Kanzem. Nicht immer war das Wetter der Kanzemer Brücke so wohlgesonnen wie am Wochenende zur Feier ihres 60. Geburtstages. Eins hatte der sehr strenge Winter 1955/56 den Baubeginn verzögert, mehrfach behinderten Hochwasser den Weiterbau. 60 Jahre nach dem Richtfest im September 1956 sorgt eine wärmende Frühherbstsonne für Zimmertemperatur. Ideales Wetter, um zur großen Festtafel auf dem abgesperrten Geburtstagskind zu laden.
Fast reif fürs Guinnessbuch ist die weiß gedeckte, über 100 Meter lange Tafel mit 300 Sitzplätzen, die sich an die Krümmung der Brückenfahrbahn anpasst. Wo sonst der Verkehr fließt, nehmen nun in die Ortsbewohnerinnen und -bewohner Platz, um sich mit Kaffee, Kanzemer Wein und Kuchen bewirten zu lassen. "Alle Kuchen kommen von Kanzemer ,Bäckerinnen'," freut sich Ortsbürgermeister Johann Peter Mertes.
Den Auftakt bilden einige Ständchen des MGV Kanzem und der Heimatmusikanten Wawern.

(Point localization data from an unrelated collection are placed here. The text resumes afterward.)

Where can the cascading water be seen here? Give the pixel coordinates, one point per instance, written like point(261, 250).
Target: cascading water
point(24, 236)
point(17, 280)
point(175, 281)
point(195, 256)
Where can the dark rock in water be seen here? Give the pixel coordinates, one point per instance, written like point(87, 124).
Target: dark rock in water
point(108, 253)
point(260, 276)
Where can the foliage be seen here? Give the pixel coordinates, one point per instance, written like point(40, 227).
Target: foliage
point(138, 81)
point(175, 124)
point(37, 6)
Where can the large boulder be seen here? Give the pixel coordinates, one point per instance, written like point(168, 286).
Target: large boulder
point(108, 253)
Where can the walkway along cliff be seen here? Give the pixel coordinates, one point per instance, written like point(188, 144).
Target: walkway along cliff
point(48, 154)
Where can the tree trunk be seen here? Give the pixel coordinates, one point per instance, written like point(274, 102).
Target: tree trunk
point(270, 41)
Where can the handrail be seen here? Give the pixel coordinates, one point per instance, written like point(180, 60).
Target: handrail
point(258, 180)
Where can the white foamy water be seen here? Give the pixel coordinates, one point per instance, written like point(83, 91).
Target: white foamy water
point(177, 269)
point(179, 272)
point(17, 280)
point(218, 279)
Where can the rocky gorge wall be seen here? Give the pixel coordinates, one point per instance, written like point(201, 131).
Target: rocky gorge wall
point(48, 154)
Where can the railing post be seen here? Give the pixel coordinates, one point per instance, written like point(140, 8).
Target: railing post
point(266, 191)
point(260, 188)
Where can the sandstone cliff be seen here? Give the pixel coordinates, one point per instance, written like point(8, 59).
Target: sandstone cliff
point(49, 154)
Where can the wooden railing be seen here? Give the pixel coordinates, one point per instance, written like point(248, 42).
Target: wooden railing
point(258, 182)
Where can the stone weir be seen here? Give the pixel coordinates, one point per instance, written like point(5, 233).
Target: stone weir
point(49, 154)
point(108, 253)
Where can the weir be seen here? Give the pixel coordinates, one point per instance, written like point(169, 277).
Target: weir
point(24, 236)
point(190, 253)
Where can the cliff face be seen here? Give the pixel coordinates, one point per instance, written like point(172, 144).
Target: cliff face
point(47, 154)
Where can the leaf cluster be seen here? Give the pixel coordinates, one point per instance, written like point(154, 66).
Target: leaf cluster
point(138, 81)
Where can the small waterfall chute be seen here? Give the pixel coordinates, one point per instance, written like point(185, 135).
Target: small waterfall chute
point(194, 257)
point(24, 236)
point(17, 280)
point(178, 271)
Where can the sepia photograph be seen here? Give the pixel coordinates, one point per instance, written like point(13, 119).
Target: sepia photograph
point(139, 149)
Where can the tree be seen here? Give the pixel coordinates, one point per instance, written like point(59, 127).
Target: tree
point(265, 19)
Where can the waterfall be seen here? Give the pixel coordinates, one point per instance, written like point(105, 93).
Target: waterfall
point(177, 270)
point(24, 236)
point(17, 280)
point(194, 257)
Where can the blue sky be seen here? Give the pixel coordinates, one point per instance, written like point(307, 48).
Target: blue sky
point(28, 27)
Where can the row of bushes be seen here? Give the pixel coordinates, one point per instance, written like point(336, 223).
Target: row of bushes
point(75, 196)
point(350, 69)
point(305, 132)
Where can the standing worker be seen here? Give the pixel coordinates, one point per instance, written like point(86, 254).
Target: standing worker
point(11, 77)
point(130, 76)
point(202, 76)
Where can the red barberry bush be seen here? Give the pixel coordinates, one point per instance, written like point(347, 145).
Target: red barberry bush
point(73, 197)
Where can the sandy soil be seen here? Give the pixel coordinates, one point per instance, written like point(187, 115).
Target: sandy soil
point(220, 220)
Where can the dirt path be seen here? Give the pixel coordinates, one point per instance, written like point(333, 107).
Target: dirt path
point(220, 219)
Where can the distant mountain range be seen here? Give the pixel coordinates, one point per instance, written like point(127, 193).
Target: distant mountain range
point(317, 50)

Fast die gesamte Dorfbevölkerung ist versammelt, als Mertes die Gäste begrüßt, darunter Staatssekretär Andy Becht, Landrat Günther Schartz, die Verbandsgemeindechefs Karl-Heinz Frieden (Konz) und Jürgen Dixius (Saarburg), Pastor Bernhard Bollig sowie Weinkönigin Hannah Arnoldy mit Prinzessin Antonia Reinsbach.
Ein Brückenbauer feiert mit


Besonderen Beifall erhalten Ehrenbürger Nikolaus Hengel und der über 80 Jahre alte Berthold Schellen, der beim Bau der Brücke mitgearbeitet hatte. Der Dank des Ortsbürgermeisters gilt allen Helferinnen und Helfern, die dieses ungewöhnliche Fest ermöglicht hatten. Mertes: "Die Vorbereitungen haben rund ein Jahr gedauert."
Den Grüßen des Ortsbürgermeisters schließen sich Staatssekretär Becht, Bürgermeister Karl-Heinrich Frieden, Weinkönigin Hannah und Landrat Schartz an. Nachdenklich stimmt die Rückschau des Landrats: Die erste Brücke stand nur 15 Jahre bis zu ihrer Zerstörung. Die Nachfolgerin ist nun 60 Jahre alt - ein Symbol für die Erfolgsgeschichte der Bundesrepublik, des Landes und der Gemeinde Kanzem.
Den zweiten Segen seit seiner Einweihung 1956 erhält das Bauwerk schließlich von Pfarrer Bollig aus Tawern. Der Kanzemer Pastor Andreas Neumann ist an diesem Tag leider anderweitig verpflichtet. Fazit des Ortsbürgermeisters: "Diesen Tag wird Kanzem nicht mehr vergessen." f.k.